Tag Archives: new guns 2022

SIG Rattler, now in 7.62x39mm for SOCOM?

SOCOM– which earlier this year for up to $5 million worth of “Reduced Signature” PDW weapons in the form of modified commercial SIG MCX Rattlers in both 5.56 NATO and .300 Blackout– posted the notice for 7.62x39mm uppers for the platform in late October.

“Due to developing requirements,” explains the notice, the force at the tip of the spear is seeking conversion kits to include all “required hardware and ammunition magazines that will fit with the SIG Sauer Rattler and RSAR/PDW converted M4A1 lower receiver groups.”

SOCOM may be in luck as SIG recently debuted their first 7.62×39-chambered offerings in the MCX Spear-LT series. One of the options in that series is a factory SBR with an 11-inch barrel and an overall length of 29.75 inches, something that puts the company within striking distance of the RFI notice.

More in my column at Guns.com.

Smith expands the EZ to become the ‘Equalizer’

On a visit to Smith & Wesson late last month, I got a sneak peek at a new pistol that became public knowledge this week– the Equalizer. While the name of the gun may sound a bit intimidating, it’s designed to be anything but. The newest member of an ever-growing concealed carry lineup, it sports a 15+1 capacity, but it comes with a 13 and 10-round magazine option as well, both of which are also included with purchase.

S&W Equalizer, photos by me

S&W combined the Shield Plus grip width and magazine footprint with the popular EZ technology up top. They switched up the grip texture a bit but still kept the same width as the Shield Plus, thus allowing it to use the same mags. On the grip, it keeps the same grip safety as the EZ series, though you can also purchase options with an additional thumb safety if you’re into manual safeties.
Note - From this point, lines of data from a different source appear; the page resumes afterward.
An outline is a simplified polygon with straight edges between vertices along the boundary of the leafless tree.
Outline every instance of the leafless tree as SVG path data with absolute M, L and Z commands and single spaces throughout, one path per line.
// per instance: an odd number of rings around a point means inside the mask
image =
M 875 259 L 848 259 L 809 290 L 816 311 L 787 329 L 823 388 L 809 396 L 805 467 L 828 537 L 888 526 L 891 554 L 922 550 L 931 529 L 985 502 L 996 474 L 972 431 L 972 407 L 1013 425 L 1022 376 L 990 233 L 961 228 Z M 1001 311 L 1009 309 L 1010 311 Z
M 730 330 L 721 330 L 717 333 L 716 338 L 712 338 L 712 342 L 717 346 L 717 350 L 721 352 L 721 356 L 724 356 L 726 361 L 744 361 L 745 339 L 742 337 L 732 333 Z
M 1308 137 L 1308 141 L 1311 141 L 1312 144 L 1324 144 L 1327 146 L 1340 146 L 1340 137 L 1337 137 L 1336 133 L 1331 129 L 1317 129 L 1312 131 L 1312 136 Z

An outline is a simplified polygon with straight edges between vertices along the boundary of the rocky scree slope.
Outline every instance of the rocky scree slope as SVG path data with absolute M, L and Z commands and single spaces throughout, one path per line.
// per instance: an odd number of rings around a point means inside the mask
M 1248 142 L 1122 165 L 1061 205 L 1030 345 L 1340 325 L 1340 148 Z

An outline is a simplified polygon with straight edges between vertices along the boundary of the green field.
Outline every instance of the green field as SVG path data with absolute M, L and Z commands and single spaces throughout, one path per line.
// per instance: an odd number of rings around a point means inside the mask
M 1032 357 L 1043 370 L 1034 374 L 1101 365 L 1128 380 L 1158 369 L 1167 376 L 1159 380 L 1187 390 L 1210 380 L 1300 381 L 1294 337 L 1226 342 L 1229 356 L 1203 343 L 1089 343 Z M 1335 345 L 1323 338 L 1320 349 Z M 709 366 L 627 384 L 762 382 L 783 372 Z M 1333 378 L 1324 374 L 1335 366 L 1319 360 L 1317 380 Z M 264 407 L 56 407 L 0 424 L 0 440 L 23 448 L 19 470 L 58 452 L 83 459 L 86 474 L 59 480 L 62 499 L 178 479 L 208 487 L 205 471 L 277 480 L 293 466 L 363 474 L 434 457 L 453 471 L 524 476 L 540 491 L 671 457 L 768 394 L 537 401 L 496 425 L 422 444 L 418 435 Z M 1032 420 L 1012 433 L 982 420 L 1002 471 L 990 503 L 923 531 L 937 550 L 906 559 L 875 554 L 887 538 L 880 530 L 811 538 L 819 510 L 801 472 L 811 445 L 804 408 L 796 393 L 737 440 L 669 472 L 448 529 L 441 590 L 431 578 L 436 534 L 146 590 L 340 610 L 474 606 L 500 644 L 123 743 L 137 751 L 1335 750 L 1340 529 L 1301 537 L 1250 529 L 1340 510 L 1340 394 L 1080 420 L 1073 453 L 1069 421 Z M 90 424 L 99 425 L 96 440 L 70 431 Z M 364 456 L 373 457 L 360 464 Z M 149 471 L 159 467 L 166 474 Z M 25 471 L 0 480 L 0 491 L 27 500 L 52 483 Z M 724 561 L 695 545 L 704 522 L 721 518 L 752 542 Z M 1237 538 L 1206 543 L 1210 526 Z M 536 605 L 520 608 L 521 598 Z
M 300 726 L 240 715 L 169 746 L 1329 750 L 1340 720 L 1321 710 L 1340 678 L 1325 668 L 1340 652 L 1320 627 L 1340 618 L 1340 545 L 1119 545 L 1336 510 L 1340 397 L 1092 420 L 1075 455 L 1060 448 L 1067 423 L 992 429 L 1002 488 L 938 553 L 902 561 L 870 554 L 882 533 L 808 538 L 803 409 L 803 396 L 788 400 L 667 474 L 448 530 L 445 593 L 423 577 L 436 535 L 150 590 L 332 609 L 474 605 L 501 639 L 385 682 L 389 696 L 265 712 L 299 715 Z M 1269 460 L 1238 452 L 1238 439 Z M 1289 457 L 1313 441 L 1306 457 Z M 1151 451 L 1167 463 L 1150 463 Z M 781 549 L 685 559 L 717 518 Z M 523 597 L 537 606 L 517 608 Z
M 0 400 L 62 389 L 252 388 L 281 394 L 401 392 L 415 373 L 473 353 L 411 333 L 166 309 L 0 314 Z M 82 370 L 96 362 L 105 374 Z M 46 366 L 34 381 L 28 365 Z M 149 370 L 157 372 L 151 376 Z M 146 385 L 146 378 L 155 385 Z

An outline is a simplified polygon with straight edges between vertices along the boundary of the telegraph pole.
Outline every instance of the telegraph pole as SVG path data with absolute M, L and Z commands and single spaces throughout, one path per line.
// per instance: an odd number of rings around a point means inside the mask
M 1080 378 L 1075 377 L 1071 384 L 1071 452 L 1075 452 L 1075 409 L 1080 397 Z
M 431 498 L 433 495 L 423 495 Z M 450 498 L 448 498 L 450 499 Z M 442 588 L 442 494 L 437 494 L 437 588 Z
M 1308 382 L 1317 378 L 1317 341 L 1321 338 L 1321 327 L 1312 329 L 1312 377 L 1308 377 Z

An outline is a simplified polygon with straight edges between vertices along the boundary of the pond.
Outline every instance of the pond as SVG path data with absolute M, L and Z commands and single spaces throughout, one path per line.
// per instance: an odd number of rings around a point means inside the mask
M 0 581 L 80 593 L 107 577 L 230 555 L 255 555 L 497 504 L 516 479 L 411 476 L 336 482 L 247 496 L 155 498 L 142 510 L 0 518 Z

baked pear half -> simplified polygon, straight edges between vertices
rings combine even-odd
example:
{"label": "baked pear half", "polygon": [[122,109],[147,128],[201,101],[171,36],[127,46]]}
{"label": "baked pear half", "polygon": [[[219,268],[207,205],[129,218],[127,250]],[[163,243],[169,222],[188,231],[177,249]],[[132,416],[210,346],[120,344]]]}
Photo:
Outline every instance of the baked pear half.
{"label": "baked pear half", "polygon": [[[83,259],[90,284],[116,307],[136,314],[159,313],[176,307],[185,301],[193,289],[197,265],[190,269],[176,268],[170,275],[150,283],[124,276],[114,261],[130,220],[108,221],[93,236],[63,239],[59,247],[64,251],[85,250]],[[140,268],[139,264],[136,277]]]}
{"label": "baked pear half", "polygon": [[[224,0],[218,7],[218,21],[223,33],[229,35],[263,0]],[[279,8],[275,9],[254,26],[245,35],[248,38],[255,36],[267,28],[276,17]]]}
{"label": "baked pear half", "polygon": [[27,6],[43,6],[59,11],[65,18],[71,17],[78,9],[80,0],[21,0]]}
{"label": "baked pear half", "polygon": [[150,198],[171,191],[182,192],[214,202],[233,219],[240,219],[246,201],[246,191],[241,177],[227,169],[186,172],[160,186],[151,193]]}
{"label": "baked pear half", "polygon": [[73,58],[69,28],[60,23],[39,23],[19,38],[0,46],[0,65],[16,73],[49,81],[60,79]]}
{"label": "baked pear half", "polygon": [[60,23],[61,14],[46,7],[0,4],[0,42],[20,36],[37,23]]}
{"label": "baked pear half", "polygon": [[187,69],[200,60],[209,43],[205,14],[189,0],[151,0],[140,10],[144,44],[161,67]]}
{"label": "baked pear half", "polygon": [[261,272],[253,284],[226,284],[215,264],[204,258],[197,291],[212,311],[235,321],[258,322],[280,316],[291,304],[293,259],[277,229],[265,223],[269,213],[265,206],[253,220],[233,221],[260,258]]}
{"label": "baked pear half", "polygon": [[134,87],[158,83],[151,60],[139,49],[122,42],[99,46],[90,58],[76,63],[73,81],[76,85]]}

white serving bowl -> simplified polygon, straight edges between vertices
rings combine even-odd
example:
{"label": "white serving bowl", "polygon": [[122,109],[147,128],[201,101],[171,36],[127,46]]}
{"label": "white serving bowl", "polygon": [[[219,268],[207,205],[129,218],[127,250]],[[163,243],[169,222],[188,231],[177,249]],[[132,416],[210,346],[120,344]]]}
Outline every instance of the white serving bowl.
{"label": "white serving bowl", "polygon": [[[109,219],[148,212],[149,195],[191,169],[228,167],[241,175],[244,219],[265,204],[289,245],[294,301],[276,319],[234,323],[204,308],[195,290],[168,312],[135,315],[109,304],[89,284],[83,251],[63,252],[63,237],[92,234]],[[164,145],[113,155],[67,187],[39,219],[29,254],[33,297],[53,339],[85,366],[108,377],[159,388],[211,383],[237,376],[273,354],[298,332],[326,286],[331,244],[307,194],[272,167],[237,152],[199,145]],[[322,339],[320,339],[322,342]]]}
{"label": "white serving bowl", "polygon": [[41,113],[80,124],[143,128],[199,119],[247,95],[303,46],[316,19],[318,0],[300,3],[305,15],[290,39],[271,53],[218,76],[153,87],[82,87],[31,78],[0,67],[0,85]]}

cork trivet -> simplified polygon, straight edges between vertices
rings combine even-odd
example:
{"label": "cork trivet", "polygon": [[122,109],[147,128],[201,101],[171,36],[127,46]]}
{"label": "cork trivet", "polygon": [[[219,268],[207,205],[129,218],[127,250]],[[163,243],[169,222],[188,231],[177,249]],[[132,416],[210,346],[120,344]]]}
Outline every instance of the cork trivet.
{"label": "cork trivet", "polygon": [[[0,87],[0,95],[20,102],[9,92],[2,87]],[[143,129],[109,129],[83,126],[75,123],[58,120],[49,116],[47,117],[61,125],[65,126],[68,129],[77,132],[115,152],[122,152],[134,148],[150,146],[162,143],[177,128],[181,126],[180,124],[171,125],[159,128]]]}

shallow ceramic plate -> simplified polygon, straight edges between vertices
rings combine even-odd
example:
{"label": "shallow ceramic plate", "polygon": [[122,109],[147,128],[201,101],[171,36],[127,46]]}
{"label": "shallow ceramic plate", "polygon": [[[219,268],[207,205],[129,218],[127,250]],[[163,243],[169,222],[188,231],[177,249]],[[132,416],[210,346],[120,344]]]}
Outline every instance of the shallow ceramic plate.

Anywhoo, we shall see how the market takes to the newest entry in the big capacity/small frame “micro 9” race.

The Guide Gun is Back…

The Guide Gun, a hard-hitting carbine with an 18.5-inch barrel chambered in .45-70 Government, was one of the “old” Marlin’s staples, produced from 1998 until 2020 when the brand shuttered with the bankruptcy of Remington Outdoors.

The Marlin 1895G/SG from the maker’s 2018 catalog.

Now, with Marlin since acquired by Ruger and moved under the house of the Red Phoenix, the Guide is back in the field. Still based on the M1895 lever gun with a .45-70 chambering, the new “big loop” model goes a little longer than past carbines, stretching the alloy steel barrel to 19.1 inches for an overall length of 37.25 inches.

What is new is that the cold hammer-forged barrel is threaded– 11/16″-24TPI– and a companion 6+1 mag tube (versus 4+1 in the old 1895G) which explains the bump in length. The gun, Ruger’s first introduction of an alloy steel Marlin rifle with a blued finish, weighs 7.4 pounds.

Plus, it is about $200-250 less than Muger’s other M1895s…

More in my column at Guns.com.

SIG goes lighter, and more 7.62×39, for the MCX Spear LT

SIG Sauer developed the MCX series back around 2014 with a “particular customer in mind” and then transitioned it to fill both the demands of the military– the Army’s new 6.8mm Next Generation Squad Weapon-Automatic Rifle or NGSW-AR, adopted earlier this year as the XM5, is based on the MCX Spear, while SOCOM went with the shorty Rattler variant in 5.56/.300BLK — and the consumer market, namely with the MCV Virtus line. With a decade of success in the rearview, the company decided to, rather than sit on its laurels, to instead push the platform to the next level.

Meet the new MCX Spear LT, which brings back compatibility with standard AR trigger packs– opening a world of modularity lost with the Virtus– slimming the rifle down by about a pound, and delivering better ergonomics. Also, the new gun will be offered in eight different models, including carbines, pistols, and SBRs available in 5.56 NATO, .300 Blackout, and 7.62×39– the latter new for the platform and a caliber unusual altogether for SIG.

I got to play around with these in New Hampshire last month and was really impressed.